Class dynamics also play their part. In the UK, the debate is increasingly split along demographic lines. Older voters, weaned on the Oslo Accords, cling to the two-state mantra. Younger voters, diverse and globally connected, view it as a relic. They demand accountability, not repetition. Meanwhile, in Gaza, there is no class distinction in suffering. The bombs fall on rich and poor alike, though the rich might have a quicker escape route. That is the only privilege left.
What does this mean for the streets of London, Manchester, Birmingham? Pro-Palestinian marches will grow. The government will urge restraint, but the chants will not quieten.

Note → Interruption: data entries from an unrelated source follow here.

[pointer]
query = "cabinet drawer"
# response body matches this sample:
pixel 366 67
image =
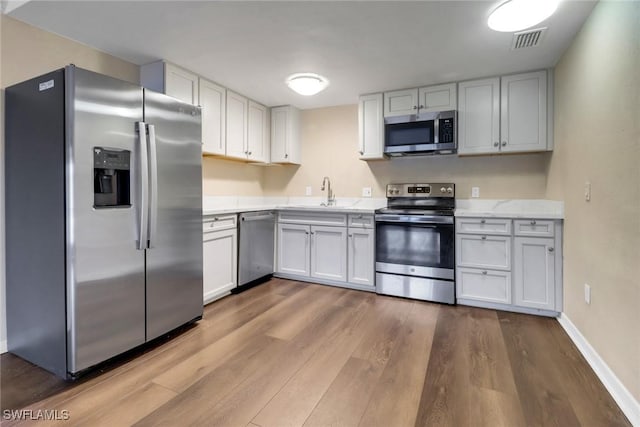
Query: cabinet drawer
pixel 361 220
pixel 483 225
pixel 215 223
pixel 533 227
pixel 313 218
pixel 481 251
pixel 484 285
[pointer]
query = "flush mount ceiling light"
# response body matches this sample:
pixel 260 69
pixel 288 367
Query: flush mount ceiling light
pixel 307 83
pixel 516 15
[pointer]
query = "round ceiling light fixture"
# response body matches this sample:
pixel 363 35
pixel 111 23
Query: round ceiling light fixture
pixel 307 84
pixel 516 15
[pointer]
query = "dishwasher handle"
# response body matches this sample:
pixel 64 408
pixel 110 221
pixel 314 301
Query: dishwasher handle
pixel 257 217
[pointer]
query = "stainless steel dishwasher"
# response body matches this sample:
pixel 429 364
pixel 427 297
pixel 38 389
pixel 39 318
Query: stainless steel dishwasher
pixel 256 248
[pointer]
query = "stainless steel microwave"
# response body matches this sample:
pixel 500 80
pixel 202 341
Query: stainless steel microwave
pixel 421 134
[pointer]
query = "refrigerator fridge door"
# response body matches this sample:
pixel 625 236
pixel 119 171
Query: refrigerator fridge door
pixel 105 270
pixel 174 257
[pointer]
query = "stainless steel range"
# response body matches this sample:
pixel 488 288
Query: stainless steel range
pixel 415 253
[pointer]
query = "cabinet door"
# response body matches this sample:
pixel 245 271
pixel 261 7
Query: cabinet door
pixel 534 272
pixel 285 135
pixel 257 133
pixel 181 84
pixel 438 98
pixel 293 249
pixel 220 263
pixel 329 253
pixel 371 127
pixel 360 258
pixel 479 116
pixel 237 106
pixel 484 285
pixel 213 99
pixel 523 123
pixel 400 102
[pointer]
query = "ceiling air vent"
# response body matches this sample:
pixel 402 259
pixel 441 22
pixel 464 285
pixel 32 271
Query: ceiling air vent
pixel 529 38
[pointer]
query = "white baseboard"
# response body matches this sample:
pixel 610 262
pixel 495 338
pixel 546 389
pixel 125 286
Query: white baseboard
pixel 625 400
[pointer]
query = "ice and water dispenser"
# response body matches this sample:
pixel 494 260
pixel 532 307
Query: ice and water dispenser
pixel 111 178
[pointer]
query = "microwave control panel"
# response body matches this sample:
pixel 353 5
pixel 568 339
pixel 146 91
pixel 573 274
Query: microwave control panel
pixel 446 131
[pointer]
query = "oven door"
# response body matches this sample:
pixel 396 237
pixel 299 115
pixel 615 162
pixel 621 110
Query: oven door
pixel 421 246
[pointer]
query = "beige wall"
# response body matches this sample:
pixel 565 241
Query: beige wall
pixel 231 178
pixel 27 52
pixel 329 147
pixel 597 134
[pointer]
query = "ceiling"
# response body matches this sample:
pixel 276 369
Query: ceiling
pixel 360 46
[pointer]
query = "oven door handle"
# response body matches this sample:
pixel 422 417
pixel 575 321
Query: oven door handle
pixel 418 219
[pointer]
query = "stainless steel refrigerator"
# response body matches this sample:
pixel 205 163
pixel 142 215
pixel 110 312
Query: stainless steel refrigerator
pixel 103 218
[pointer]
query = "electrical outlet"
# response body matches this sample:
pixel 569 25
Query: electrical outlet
pixel 587 293
pixel 587 191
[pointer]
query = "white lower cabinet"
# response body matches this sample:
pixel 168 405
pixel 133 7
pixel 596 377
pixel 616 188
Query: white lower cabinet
pixel 534 272
pixel 325 250
pixel 220 257
pixel 328 256
pixel 360 256
pixel 519 272
pixel 293 249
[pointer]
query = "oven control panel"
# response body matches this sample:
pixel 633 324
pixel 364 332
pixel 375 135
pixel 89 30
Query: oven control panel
pixel 421 190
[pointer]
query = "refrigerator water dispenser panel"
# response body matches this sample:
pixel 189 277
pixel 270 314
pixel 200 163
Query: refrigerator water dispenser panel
pixel 111 178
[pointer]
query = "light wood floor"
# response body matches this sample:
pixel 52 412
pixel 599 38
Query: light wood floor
pixel 291 354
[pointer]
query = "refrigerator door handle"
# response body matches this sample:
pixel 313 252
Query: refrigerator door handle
pixel 143 209
pixel 153 176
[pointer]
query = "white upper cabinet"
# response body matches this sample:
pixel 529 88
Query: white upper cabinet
pixel 170 79
pixel 400 102
pixel 237 109
pixel 479 116
pixel 438 98
pixel 285 135
pixel 371 127
pixel 213 100
pixel 420 100
pixel 523 122
pixel 503 115
pixel 258 149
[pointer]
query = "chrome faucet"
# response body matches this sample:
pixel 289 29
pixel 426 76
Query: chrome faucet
pixel 331 199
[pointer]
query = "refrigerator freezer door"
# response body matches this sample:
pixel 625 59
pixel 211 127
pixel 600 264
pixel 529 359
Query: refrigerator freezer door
pixel 174 257
pixel 105 271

This is not about foreign policy anymore; it is about identity. Taking a side has become a statement of who you are, which values you hold. And with each new escalation, the middle ground disappears.
Netanyahu’s order may achieve tactical goals. But the strategic picture is bleaker. Every hectare seized sows the seeds of future resistance. Every diplomatic platitude uttered without action hollows out the peace camp. The UK must understand: you cannot offer a two-state solution as a balm while allowing the reality to be a one-state occupation. The words and the deeds must align, or the words will become worthless.
This is the moment for clarity. Not for slogans. The people on both sides deserve a future that is not carved out by tanks and vetoes. They deserve a vision that matches the complexity of the present. Anything less is a betrayal.